Duane,

Duane wrote:

I think you slightly missed my point, issuing duplicate certificates for the most part would be real would have been requested and wouldn't be as easily detected by bots or humans alike, the browser wouldn't pop up a message and you would have to carefully scrutinise all key fingerprints with originals, and if the original reported by the CA is in fact the duplicate basically no one would have any chance to verify against anything, this goes if it was a commercial CA, or a CA setup by a government for snooping purposes...

Your original point rather lacked details, and to me it's still not clear exactly what kind of attack you are proposing.


Then of course this could lead on to DNS being hijacked and all sorts of messy things, it might get picked up, but I highly doubt it...

What it takes is one person connecting to their own SSL server over the Internet from a point where the DNS was hijacked, checking the cert chain content. Perhaps they only have one particular CA trusted, not the default set for all browsers, and therefore the chain they are seeing isn't trusted . It's not the cert chain that their SSL server actually sends, but a chain of fake certs from an SSL "proxy" server in between . Then all you have to do is look at that cert chain . If it maps to certs that ship as trusted in browsers, it's time to report it and get the root to lose its Webtrust certification, and removed from browsers.


Also, the server administrator could notice all the connections coming from that proxy's IP address in his logs, as opposed to individual clients.

You could however easily make the point that someone concerned about government spoofing however might not be running with the default set of trusted roots that Mozilla chooses, however. Just as people in the military would not trust all the roots Mozilla ships - they probably just remove the root cert module, and use their own roots.

One of the biggest problems with the set of roots we ship today is the lack of name constraints at the root level. In theory, in the PKI model, name constraints are used, so that only one particular CA can issue certs for a given entity subject. This incorrect assumption is made in many RFCs, including the latest RFC3280 . When that is not the case, certain security holes open up, some of which I pointed out on ietf-pkix and are being addressed. But mostly, the overlap problem cannot truly be resolved with the current roots.

To take a real-world example, I can get an e-mail cert from Thawte with my sun.com address . I don't have to get that cert from the sun.com CA . And most e-mail clients will trust that cert for e-mail purposes. In a sense this is good, since there is no sun.com CA for me to get a cert from. But if there was, there would be no way to enforce that the sun.com CA is the only one authorized to sign certs for sun.com e-mail addresses . The name constraints model truly only works if the roots have disjoint name constraints, which they don't today. If there is an intersection of several CAs that you trust to issue the same subject cert, then the problem you described - and many others - can occur. But to fix this would basically eliminate any competition for CA certs .

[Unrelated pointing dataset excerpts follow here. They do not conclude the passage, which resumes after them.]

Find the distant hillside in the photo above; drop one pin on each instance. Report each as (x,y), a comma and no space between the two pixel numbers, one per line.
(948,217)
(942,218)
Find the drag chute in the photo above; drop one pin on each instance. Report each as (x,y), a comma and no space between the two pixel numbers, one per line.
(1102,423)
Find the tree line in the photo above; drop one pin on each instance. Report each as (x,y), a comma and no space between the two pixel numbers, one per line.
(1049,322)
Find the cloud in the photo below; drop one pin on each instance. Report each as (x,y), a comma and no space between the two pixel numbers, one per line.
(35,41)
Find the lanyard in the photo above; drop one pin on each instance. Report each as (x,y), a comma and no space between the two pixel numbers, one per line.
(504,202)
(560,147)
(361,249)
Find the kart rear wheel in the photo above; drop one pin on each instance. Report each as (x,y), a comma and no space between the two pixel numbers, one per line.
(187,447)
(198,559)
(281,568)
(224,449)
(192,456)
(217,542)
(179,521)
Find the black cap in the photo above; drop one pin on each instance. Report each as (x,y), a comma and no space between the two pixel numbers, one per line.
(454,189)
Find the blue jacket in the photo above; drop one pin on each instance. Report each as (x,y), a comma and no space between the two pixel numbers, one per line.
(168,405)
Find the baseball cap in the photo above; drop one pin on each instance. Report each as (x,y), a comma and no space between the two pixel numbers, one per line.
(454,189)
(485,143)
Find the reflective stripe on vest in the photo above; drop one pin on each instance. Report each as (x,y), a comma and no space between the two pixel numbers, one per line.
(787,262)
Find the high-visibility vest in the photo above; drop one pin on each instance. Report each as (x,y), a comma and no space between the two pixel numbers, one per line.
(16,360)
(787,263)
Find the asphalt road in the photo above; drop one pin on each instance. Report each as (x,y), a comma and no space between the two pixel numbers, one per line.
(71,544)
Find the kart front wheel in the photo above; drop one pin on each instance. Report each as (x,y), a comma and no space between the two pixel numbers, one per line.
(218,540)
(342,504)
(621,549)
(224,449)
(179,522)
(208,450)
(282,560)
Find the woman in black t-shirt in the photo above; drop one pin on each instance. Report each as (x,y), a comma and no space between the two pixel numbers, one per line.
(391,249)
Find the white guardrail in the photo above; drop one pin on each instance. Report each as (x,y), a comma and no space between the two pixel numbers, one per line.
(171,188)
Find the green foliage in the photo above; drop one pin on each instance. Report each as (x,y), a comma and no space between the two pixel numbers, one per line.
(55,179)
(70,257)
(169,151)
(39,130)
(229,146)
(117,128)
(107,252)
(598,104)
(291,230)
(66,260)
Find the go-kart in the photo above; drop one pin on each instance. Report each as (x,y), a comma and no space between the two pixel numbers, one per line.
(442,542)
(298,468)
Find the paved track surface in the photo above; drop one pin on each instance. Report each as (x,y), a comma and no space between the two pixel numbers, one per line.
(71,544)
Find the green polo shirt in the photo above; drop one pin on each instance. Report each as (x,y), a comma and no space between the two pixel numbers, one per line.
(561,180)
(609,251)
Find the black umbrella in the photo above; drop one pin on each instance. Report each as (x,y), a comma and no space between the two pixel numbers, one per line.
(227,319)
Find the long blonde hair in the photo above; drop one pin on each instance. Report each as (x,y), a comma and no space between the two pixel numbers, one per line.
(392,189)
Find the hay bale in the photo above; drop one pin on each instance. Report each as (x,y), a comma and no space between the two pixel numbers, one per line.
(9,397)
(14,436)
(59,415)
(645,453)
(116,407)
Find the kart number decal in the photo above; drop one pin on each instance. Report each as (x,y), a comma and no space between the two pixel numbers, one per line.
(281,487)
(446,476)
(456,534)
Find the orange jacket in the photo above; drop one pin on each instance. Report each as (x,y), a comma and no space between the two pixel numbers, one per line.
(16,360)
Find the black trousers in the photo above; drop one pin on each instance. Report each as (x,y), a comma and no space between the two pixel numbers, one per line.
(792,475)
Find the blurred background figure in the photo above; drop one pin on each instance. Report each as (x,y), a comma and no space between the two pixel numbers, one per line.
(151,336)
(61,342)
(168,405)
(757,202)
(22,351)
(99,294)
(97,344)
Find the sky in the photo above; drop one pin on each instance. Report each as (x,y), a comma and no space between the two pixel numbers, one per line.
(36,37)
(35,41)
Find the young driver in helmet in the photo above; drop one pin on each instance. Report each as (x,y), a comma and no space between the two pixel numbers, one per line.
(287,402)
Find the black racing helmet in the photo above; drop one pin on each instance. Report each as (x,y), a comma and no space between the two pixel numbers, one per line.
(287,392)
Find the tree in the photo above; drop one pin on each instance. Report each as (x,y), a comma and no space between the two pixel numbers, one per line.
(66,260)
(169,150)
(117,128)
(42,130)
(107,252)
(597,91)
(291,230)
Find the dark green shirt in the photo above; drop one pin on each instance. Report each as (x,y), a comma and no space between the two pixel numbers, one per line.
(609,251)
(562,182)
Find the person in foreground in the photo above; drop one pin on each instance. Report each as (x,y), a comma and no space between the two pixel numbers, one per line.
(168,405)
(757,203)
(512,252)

Imagine if only Verisign could sign .com server certs, and only the French government CA could sign .fr server certs. The prices would skyrocket. Yet, there would be fewer vulnerabilities in that model. The possibility of "duping" a CA, as you put it, would not exist, merely the possibility of the exclusive CA itself being malevolent or incompetent, which is a case that can never be ruled out, but one that can be discovered and dealt with (if in a painful manner).

With all the DNS hijacking that took place last decade and all the countries that exist in the world I'm assuming it wouldn't be difficult at all to dupe a CA, how many would care to verify? After all it only takes one and the whole thing comes crashing down, which is why Ian has been pimping the idea on branding so much, then it's explicitly out in the open as to who issued the certificate. Perhaps he doesn't go far enough, perhaps when the logo is clicked on another window should open up with a brief run down on how that CA issues certificates, then again, very few would read the fine print until after the fact and they're looking to sue someone...

Yes, it only takes one bad root to mess up the system, but it also only takes one person noticing the incorrect operation to prove that the root CA is acting in bad faith, and remove it.


That's why revocation is important, and there has to be a process to revoke malevolent root CAs as well. Unfortunately, the only way to do that is to mark them untrusted, or remove them from the built-in root module. For most people, the later mechanism will work better. There could be a security alert about it, just like for other exploits, and people would get the new browser. Microsoft already distributes updated roots with Windows updates, BTW, and I presume they also delete bad ones (or old ones).